# 🧹 Working with Tables: Meet the Hippos

Today, we’ll work with a messy real-world dataset (it includes hippos!).
We’ll learn how to:
- Read data into a table using `pandas`
- Inspect the data and spot common formatting issues
- Clean up names, numbers, and categories
- Create a tidy DataFrame ready for analysis

## 📥 Load the Data

In [None]:
import pandas as pd

df = pd.read_csv('https://raw.githubusercontent.com/ggkuhnle/data-analysis/main/data/messy_hippos.csv')  # update this if hosted elsewhere
df

## 🔍 What’s Going On Here?

In [None]:
# Let’s take a quick look
df.info()

## ✨ Clean Up the Columns

In [None]:
# Strip extra spaces from column names
df.columns = df.columns.str.strip()
# Also fix column name casing and spelling
df = df.rename(columns={'Name': 'Name', 'Weight (kg)': 'Weight_kg', 'height_cm': 'Height_cm'})
df

## 🧼 Clean Individual Columns

In [None]:
# Remove extra spaces in names and fix inconsistencies
df['Name'] = df['Name'].str.strip().str.capitalize()

# Standardise species names
df['species'] = df['species'].str.strip().str.lower().str.replace('hippos', 'hippo')

# Clean Weight column: remove commas, strip, convert to numeric
df['Weight_kg'] = pd.to_numeric(df['Weight_kg'].str.replace(',', '').str.strip(), errors='coerce')

# Clean Height
df['Height_cm'] = pd.to_numeric(df['Height_cm'], errors='coerce')
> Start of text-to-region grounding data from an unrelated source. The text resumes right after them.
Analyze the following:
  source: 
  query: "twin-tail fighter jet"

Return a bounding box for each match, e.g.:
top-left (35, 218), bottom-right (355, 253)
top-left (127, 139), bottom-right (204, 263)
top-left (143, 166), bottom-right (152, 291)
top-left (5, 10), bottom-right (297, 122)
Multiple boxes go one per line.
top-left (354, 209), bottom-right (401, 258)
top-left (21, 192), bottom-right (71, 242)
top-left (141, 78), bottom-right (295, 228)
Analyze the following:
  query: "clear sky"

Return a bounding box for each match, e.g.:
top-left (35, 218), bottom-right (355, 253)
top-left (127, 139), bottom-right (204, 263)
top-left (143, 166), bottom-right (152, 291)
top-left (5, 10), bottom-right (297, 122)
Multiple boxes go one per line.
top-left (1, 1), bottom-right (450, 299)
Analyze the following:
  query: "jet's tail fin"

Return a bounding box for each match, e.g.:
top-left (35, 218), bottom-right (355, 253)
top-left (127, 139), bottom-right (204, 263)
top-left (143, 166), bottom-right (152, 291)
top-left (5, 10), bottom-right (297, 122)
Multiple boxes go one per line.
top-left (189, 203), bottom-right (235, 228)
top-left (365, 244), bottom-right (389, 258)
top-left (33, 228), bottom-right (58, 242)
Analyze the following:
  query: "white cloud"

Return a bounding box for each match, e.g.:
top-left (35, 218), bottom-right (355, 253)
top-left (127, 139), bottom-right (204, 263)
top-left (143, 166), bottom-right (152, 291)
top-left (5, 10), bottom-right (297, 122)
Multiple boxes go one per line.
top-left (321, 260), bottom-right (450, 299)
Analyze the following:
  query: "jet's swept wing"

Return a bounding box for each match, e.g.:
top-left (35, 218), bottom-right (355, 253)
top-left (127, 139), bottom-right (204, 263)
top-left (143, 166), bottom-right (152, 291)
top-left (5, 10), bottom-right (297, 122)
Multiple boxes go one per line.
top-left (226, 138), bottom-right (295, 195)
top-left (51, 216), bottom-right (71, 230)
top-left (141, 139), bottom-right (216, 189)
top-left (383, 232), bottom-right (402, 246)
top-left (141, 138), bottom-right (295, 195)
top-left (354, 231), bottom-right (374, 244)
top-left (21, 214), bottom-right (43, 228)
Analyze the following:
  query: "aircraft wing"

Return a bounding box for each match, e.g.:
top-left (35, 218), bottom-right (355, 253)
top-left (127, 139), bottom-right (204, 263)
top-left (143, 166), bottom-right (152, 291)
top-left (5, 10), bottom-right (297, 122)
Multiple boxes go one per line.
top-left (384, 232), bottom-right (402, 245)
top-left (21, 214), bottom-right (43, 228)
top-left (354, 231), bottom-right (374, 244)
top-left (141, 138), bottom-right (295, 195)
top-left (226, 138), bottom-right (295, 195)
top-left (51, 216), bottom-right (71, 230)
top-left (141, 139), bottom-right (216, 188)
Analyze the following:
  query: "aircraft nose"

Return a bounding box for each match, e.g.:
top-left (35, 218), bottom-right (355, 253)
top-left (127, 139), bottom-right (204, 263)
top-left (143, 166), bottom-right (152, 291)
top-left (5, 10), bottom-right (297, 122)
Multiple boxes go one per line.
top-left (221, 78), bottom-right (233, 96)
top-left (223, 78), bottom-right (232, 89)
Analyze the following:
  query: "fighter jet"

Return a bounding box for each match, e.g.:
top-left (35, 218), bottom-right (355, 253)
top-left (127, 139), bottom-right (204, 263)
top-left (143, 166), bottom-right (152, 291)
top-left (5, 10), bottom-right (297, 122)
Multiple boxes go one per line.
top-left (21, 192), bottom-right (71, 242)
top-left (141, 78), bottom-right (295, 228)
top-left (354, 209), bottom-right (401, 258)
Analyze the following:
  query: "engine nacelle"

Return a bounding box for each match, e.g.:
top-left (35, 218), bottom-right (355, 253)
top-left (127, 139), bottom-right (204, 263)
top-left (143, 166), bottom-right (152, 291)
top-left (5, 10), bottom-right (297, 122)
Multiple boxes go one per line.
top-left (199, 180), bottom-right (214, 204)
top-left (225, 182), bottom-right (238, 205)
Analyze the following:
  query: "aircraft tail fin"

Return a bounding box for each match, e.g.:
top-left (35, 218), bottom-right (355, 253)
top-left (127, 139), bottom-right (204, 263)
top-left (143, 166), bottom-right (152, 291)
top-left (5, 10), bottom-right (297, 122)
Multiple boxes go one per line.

# Standardise habitat names
df['habitat'] = df['habitat'].str.strip().str.capitalize()

df

## ❓ What’s Missing or Strange?

In [None]:
df.isna().sum()

## 🧾 Summary of the Cleaned Dataset

In [None]:
df.describe(include='all')

## ✅ Summary – What You’ve Learned Today
- Read a CSV file into a `pandas` DataFrame
- Spotted and fixed common issues: extra spaces, inconsistent labels, strange number formats
- Used `.str.strip()`, `.replace()`, and `pd.to_numeric()` to clean columns
- Checked for missing values with `.isna()`

Next time, we’ll learn how to group and summarise data – like how much a typical hippo weighs, or what the average habitat height is! 🦛